Four people have been arrested in the northern city of Parma, after it emerged that tests that should have indicated the presence of a highly carcinogenic toxin were falsified, Il Fatto Quotidiano reported.
The naturally occurring substance Aflatoxin appears in crops in condition of drought, and in the milk of cows that have eaten mouldy grain.
In chronic levels the chemical can causes cirrhosis of the liver or liver cancer.
While adults generally have a high tolerance for aflatoxins, in 2003, 120 people died in Kenya after eating maize containing very high levels of contamination.
Children are known to be particularly affected by aflatoxin and it can lead to stunted growth and delayed development.
Special tests ordered by prosecutors, and carried out privately, showed that the previous checks had been falsified to cover up the toxin, police said.
Although the EU says small amounts, of up to 0.05 mg per litre, can be tolerated safely, the milk contained twice that amount, Il Fatto Quotidiano reported.

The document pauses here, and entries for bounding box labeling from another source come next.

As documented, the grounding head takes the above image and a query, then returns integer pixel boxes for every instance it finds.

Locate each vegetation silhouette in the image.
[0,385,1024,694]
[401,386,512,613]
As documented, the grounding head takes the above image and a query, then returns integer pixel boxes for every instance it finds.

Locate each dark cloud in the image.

The city’s head of agricultural nutrition was among those arrested, alongside three producers.
They are accused of conspiracy to commit fraud in the marketing of toxic food and attempted fraud in milk quality. More than 60 others are under investigation.
Health Minister Beatrice Lorenzin said the investigation shows the effectiveness of food controls in Italy. "The number of cases is limited” she said, and consumers have no need to be worried.